Mi alma volaba como la de un niño. Desde mis entrañas renació el ímpetu de aquel enano inquieto, curioso y travieso que jamás durmió en Nochebuena. Ese crío que, con más fuerza que voluntad, se convencía a sí mismo de cerrar los ojos y viajar al mundo de los sueños. Una leve sonrisa decora mi rostro. Como la de la Mona Lisa, dudo si se trataba de una tierna satisfacción o una nostálgica melancolía. Anhelo aquellos tiempos de ingenuidad e inocencia, donde toda mi preocupación era jugar y ser feliz. Parte de esos sentimientos murieron al descubrir la identidad de aquel hombre recio y barbudo que vestía de rojo y, milagrosamente, se inmiscuía por cada una de las chimeneas del planeta. O casi todas. Porque ahora que conozco la respuesta, recuerdo cuando me preguntaba por qué los "negritos" de África no tenían su juguete por cada Navidad. ¿Acaso se habían portado mal? ¿Es que no creían lo suficiente?

Mucho tiempo después, no puedo evitar que las lágrimas broten del manantial de mis ojos y terminen por besar las quemaduras de mis labios. Comprender el porqué de aquello dolió más que la desmitificación de Santa Claus. La Navidad, la material y avara Navidad, se entendía mejor con los relatos de Dickens que con los cuentos de hadas. Mi mente, sumida en el dulce placer de la nada, viajó hasta los hogares de esos niños que, desamparados y olvidados, demuestran día a día que algunos son tan pobres que solo tienen dinero. Eran ellos los que, desde la otra punta del mundo, secaban mis lágrimas con el brillo de su sonrisa. Sufrí un ataque de existencialismo y me pregunté qué es la Navidad. Aquel crío que jamás conocí ni jamás me encontraré me dio la respuesta. La Navidad no es la de los pobres niños, sino la de los niños pobres. Los primeros, que bajo su artificial árbol navideño encuentran una marabunta de regalos, viven presos, esclavos de un sentimiento sometido a la lógica de la ostentación y el egoísmo.

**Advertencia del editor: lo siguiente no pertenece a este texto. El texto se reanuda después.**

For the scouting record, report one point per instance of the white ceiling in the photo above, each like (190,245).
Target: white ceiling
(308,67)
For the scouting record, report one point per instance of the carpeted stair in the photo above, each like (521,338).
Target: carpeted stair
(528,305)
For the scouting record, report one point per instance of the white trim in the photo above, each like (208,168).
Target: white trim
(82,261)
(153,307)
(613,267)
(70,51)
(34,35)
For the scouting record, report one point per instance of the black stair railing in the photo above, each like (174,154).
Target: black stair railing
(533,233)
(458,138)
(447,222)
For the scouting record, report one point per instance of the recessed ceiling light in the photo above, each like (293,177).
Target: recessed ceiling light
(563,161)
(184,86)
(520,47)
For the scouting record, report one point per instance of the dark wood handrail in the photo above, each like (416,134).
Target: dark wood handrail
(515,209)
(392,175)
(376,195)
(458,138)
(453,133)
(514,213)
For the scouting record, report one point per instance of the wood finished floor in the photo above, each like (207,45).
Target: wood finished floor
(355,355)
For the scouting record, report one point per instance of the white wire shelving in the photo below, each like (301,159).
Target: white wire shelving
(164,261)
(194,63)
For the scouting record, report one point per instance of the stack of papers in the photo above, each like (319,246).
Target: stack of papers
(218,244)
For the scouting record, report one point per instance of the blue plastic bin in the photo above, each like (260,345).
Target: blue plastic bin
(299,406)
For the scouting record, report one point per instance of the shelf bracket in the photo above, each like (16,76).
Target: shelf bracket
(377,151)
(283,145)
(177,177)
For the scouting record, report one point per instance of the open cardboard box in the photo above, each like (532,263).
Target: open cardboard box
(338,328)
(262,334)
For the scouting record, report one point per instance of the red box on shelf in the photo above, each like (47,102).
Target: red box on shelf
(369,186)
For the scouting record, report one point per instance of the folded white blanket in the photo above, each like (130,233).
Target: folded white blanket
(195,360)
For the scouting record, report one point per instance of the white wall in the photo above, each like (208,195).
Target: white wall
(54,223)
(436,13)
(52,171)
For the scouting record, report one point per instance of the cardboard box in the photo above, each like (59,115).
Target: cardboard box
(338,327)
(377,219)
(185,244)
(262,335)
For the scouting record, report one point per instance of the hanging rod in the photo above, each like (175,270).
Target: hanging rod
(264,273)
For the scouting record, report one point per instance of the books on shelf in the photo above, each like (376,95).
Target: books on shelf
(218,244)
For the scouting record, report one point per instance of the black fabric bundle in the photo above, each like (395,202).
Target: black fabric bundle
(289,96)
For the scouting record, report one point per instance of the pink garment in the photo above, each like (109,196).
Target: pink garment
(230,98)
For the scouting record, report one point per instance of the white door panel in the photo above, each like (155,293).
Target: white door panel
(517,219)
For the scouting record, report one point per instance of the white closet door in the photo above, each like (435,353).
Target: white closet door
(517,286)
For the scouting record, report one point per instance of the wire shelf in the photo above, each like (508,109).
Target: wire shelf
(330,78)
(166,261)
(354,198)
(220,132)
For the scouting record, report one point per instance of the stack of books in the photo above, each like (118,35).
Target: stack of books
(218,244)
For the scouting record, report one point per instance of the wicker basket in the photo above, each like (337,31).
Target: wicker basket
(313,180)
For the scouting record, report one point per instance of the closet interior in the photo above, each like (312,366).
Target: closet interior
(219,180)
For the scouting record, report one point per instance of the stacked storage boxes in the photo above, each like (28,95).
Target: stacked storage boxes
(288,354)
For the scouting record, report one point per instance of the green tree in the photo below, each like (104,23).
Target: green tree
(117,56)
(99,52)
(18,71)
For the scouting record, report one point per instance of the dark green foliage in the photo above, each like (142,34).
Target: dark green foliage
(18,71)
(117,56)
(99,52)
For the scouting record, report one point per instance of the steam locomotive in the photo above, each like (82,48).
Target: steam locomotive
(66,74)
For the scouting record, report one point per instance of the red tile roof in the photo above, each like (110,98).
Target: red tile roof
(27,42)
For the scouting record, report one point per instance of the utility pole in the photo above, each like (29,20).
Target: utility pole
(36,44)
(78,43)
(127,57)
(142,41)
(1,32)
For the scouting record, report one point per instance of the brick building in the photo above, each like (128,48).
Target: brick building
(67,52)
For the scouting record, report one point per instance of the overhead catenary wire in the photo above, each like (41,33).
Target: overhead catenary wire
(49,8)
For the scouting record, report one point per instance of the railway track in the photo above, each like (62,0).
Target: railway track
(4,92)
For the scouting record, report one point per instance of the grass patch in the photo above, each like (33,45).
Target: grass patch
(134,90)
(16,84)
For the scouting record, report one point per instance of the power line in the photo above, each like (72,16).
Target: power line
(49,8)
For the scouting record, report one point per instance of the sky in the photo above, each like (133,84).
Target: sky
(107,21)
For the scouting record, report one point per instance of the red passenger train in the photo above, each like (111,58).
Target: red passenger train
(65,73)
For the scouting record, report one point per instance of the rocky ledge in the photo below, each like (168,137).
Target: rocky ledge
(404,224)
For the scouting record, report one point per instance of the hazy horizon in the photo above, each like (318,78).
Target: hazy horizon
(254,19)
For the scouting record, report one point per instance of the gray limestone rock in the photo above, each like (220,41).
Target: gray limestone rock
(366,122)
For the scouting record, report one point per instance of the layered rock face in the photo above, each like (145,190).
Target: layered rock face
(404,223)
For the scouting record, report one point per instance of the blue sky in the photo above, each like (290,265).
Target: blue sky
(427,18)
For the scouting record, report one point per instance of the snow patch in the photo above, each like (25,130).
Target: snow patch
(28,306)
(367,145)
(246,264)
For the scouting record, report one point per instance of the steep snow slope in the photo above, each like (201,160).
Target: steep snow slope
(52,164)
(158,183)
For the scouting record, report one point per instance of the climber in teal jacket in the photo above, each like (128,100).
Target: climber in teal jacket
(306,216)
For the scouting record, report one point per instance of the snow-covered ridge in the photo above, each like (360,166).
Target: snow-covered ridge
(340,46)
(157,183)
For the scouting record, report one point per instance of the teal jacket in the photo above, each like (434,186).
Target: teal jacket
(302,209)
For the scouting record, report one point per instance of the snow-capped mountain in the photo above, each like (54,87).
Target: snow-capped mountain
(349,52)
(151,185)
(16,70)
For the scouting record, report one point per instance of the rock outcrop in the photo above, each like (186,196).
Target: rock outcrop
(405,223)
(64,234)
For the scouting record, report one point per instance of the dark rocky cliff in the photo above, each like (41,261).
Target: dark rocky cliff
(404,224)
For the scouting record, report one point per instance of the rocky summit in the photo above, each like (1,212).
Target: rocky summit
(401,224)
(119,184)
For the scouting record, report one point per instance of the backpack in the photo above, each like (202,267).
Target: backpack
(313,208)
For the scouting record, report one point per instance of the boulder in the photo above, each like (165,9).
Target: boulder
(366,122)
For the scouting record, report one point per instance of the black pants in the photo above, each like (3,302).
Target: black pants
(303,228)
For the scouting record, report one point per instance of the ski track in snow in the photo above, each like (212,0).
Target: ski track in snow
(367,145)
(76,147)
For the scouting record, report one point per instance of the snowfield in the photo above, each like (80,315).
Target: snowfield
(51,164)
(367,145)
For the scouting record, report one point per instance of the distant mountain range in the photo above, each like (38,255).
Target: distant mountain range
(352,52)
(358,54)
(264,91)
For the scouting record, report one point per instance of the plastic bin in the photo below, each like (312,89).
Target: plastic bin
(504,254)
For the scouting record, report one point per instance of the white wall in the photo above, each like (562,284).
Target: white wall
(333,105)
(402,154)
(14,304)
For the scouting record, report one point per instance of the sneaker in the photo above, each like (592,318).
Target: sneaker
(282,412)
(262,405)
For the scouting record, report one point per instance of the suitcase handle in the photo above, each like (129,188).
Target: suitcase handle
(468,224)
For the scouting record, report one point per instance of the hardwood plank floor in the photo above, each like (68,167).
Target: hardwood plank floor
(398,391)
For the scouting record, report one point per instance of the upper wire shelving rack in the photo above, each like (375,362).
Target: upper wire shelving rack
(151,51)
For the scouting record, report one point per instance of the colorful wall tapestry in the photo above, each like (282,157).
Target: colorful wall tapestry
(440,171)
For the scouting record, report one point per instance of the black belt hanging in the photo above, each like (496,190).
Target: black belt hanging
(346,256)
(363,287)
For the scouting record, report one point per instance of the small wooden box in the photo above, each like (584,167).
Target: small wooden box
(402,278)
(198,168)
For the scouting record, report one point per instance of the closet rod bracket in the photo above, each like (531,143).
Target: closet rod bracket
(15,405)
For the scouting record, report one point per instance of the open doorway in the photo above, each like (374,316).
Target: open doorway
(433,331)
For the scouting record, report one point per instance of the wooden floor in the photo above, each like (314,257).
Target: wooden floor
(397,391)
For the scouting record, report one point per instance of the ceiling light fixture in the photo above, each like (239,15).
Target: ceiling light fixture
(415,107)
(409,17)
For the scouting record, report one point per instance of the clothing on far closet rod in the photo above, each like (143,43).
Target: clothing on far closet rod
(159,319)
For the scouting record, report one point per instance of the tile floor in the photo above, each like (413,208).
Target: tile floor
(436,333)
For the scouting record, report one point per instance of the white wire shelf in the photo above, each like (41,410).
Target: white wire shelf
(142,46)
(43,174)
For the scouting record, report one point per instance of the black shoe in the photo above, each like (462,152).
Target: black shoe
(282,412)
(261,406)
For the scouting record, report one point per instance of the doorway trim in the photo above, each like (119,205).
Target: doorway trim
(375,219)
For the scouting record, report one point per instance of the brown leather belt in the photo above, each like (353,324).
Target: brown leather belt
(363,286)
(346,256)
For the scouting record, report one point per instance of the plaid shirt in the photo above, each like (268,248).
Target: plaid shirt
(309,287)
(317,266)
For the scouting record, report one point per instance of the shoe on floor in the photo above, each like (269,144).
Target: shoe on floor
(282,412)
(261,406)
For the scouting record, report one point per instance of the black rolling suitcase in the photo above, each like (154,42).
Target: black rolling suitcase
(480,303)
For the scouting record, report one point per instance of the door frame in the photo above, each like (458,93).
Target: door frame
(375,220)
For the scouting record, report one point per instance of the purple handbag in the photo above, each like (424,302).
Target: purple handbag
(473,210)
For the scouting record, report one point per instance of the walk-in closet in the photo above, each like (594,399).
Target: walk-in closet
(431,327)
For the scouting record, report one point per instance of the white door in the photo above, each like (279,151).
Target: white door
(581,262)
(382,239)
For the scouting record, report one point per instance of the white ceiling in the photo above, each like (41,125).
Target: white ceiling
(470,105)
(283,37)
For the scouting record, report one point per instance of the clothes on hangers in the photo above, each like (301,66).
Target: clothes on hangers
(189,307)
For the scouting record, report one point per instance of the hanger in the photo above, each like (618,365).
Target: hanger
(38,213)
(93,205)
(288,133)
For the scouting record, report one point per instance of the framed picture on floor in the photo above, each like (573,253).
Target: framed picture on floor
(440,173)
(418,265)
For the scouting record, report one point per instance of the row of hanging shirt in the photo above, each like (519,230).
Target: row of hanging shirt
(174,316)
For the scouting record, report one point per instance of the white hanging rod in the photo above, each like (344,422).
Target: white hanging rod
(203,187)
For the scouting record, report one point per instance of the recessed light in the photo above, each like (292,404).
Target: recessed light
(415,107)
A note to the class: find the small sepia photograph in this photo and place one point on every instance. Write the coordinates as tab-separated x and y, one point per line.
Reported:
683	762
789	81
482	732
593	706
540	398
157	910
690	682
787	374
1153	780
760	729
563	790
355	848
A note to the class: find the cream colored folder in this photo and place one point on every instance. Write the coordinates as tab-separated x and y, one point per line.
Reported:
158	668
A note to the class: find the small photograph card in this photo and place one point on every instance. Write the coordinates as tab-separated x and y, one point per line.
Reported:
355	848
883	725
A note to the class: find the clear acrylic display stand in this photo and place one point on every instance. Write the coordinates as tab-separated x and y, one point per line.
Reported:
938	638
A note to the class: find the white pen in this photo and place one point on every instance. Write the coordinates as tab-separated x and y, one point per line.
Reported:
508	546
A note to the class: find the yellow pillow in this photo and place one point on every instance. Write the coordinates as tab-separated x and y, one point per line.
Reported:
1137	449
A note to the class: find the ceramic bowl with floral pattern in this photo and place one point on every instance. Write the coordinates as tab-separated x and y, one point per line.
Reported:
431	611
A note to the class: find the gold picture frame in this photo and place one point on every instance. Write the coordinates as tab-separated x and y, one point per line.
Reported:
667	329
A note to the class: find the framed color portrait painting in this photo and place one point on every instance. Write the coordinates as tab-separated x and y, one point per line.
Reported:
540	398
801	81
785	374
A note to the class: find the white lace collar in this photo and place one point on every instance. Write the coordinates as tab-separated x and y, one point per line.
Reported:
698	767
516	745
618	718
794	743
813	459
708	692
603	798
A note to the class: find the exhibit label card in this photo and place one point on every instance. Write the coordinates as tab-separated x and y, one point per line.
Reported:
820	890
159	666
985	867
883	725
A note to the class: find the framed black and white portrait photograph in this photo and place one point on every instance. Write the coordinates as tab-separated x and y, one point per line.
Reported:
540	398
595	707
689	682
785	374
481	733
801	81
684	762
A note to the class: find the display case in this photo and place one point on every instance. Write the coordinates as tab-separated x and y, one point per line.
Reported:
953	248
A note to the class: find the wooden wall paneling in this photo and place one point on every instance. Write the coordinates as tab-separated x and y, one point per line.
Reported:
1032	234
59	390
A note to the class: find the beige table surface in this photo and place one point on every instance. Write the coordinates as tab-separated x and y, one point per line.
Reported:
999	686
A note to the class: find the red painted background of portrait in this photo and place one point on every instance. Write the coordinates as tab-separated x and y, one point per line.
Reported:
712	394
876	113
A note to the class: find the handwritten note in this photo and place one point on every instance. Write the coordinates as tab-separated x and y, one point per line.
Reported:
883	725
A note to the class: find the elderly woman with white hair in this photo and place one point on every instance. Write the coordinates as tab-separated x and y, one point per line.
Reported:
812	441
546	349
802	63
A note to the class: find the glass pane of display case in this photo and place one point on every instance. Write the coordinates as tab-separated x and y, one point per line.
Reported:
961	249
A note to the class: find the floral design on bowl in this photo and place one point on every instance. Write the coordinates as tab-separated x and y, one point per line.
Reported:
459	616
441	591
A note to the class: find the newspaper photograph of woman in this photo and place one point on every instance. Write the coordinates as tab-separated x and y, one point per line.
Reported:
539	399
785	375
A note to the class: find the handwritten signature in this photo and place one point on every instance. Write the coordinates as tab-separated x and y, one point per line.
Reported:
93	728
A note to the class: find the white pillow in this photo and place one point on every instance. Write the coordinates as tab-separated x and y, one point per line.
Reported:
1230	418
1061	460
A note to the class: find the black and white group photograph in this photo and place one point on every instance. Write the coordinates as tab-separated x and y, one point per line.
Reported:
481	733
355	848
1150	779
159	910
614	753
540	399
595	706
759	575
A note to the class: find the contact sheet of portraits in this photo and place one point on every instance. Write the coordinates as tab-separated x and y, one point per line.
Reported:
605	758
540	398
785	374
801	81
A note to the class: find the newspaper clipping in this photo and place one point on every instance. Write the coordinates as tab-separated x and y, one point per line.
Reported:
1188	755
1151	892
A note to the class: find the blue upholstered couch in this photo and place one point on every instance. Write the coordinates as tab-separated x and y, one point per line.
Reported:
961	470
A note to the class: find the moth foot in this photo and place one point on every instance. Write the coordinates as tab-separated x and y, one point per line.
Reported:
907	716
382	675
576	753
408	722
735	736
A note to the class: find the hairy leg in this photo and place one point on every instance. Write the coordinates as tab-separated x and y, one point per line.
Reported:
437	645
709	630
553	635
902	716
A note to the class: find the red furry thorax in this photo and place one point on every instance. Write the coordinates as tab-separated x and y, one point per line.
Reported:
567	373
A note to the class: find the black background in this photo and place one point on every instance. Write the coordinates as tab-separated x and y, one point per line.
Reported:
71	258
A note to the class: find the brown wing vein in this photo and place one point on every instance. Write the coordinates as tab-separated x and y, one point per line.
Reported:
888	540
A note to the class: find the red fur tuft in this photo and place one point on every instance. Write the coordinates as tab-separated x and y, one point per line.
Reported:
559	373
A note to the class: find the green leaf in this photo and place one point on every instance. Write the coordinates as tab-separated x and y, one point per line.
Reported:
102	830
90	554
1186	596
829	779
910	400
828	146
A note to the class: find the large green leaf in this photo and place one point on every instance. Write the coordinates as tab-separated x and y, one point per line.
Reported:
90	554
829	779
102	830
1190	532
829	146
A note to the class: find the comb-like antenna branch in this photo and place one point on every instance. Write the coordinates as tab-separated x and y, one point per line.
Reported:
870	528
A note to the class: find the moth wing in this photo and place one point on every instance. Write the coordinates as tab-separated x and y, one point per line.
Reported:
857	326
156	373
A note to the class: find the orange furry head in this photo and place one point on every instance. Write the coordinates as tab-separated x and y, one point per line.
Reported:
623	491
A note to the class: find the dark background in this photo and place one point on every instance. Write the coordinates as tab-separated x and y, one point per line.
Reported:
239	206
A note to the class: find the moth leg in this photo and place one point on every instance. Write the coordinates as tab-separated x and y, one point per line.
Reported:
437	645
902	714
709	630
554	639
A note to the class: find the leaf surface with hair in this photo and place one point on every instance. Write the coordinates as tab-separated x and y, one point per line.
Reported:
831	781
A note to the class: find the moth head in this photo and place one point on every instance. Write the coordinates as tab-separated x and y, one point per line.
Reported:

Los segundos, sujetos a la más profunda miseria, encuentran en su inmenso espíritu el regalo de la libertad.

Espíritu. Eso es la Navidad. El que une al caminante sin destino con el corazón del más paupérrimo de los hombres. El que hace sentir sin usar los sentidos a aquellos que se fueron y que nunca volverán. El que acalla el ruido de las bombas con un sutil 'Aleluya'. El que despierta el alma latente del niño que vive aletargado en nuestro interior. El que, al contrario que Cupido, ama sin matar para no morir jamás. Mis pies no se frenan, pero el torrente que empapa mis mejillas lo congela la noche gélida. Las lágrimas se detienen. La sonrisa que brotó de mi boca vuelve a aparecer. Pero no, ya no es leve. Inmensa como el océano, inalterable como el tiempo, resulta imposible de borrar. El enano inquieto, curioso y travieso que jamás durmió en Nochebuena no había muerto. Nunca lo hizo. Solo descansaba en mi regazo a la espera de esa estrella que me iluminara el camino, de esa reminiscencia que me recordara lo que siempre supe y nunca descifré. Había desvelado el misterio de la Navidad. 

Ya nada podía cegarme. Ni el rumor de la calle ni la infinitud de la multitud podían despistarme. Ni siquiera la soledad del que añora un amor en su vida era capaz de perturbarme. Consciente de que el mayor regalo no es el contenido de un paquete sino la persona que lo porta, retorno a mi casa con las manos vacías y mi corazón repleto. Mi mente, por entonces, continuaba perdida y obnubilada por la sonrisa de aquel niño africano que nada tenía y todo apreciaba. Junto a él contemplo a aquel padre que, envuelto en una amarga tristeza, despedía a su hijo en patera en busca de un porvenir mejor. Al fondo, miles de rohingyas sin patria aparecían huyendo de crueles genocidas. Caminando a su lado, millones de sirios buscaban la frontera de Lesbos para dejar atrás el dolor de la guerra. Olvidados, repudiados, deportados, ocupan todos mis pensamientos. Su fe es mi regalo. Y estas líneas, mi esperanza. La de uno de esos pobres chicos que, privilegiado por no pasar hambre, sueña con que esa conspiración de amor de cada 25 de diciembre reine algún día en toda la humanidad. Feliz Navidad.